Perhaps the most interesting development in the Indian economy in the past 10 years has been the diverse performance of its individual states. These states are larger than many countries and there has been a sea change in local politics. The previous clientelist, caste politics has been replaced by politics of development and the public delivery of good governance.

Two states have stood out in this respect. Bihar in north India, which used to be a by-word for backwardness, has been turned around over the past seven years by its chief minister Nitish Kumar. His party is in an alliance with the BJP. Under Mr Kumar's stewardship, Bihar’s GDP growth rate has been in double digits and its budget has been in balance. Of course Bihar still has a lot to do to catch up with even the average per capita income in India, yet the transformation of the state's image has been India's success story of the 21st century. If India does end up with a third-party coalition in the forthcoming election, Mr Kumar is the most likely candidate for the prime ministerial job.
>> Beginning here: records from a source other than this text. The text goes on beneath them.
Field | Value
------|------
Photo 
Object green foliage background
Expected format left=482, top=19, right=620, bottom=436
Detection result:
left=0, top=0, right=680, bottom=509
In western India is Gujarat, which has been performing at an above average level in terms of income and industrialisation. Narendra Modi, its chief minister, is considered one of the stars of the BJP and mentioned as a possible prime ministerial candidate. He has been handicapped by riots that took place under his watch in 2002, when several hundreds of Muslims were killed. Yet the development performance of Gujarat has also been among the best in India.

A strong position?

India is at an interesting cusp in its trajectory. Its medium-term prospects are very good. It has a demographic dividend to reap when its young population reaches a peak in the middle of the next decade. China is about to find itself climbing up the dependency ratio curve while India will be still sliding down it. Many forecasters predict India to be in a better position than China by 2030.
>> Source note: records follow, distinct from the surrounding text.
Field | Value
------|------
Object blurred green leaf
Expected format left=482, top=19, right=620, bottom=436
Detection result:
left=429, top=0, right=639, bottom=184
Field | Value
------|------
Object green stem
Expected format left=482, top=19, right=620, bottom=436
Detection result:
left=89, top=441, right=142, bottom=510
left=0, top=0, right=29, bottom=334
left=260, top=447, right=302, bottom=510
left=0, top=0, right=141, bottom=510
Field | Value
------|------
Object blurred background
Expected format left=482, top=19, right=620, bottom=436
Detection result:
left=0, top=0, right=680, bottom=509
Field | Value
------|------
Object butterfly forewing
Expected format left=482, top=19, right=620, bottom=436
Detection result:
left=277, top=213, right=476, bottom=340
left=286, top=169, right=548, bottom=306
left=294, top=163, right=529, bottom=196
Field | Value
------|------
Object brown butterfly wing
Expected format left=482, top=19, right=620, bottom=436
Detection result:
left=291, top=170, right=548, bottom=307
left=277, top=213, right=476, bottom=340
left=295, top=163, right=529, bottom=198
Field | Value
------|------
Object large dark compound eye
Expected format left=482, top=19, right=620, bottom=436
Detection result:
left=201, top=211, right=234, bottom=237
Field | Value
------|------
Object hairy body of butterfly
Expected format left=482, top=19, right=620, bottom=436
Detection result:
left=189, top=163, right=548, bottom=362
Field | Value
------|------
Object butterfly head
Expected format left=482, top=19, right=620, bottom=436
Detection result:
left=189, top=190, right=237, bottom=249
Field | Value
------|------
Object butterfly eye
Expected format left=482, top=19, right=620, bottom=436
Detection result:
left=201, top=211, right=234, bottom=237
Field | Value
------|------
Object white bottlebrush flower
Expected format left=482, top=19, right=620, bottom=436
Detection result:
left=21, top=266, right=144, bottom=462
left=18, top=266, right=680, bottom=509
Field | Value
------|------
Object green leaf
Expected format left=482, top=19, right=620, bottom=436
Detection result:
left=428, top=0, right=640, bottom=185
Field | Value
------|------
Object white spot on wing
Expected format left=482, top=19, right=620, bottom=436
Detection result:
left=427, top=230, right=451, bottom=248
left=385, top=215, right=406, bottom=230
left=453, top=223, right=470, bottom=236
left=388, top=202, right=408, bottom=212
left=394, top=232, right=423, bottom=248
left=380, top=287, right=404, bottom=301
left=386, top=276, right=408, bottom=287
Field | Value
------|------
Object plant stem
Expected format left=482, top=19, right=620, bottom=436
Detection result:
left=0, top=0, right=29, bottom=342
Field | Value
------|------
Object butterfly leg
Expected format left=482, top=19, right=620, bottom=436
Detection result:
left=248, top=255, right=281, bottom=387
But whether India will fulfil its promise depends on the quality of its political leadership. In this respect, the world’s largest democracy is similar to one of the world’s oldest democracies. Like the US, India has a politics which can be gridlocked or be an instrument for a dynamic transformation, depending on the quality of leadership available at any time. If India succeeds in electing a leadership that is united in the urgent task of conquering poverty and taking the country into the elite club of maximal growth countries, it will fulfil its promise. If it fails, it will confirm the worst fears of the world about India. We shall see the outcome in the coming two years.

Meghnad Desai is emeritus professor of economics at the London School of Economics and a Labour peer in the UK’s House of Lords.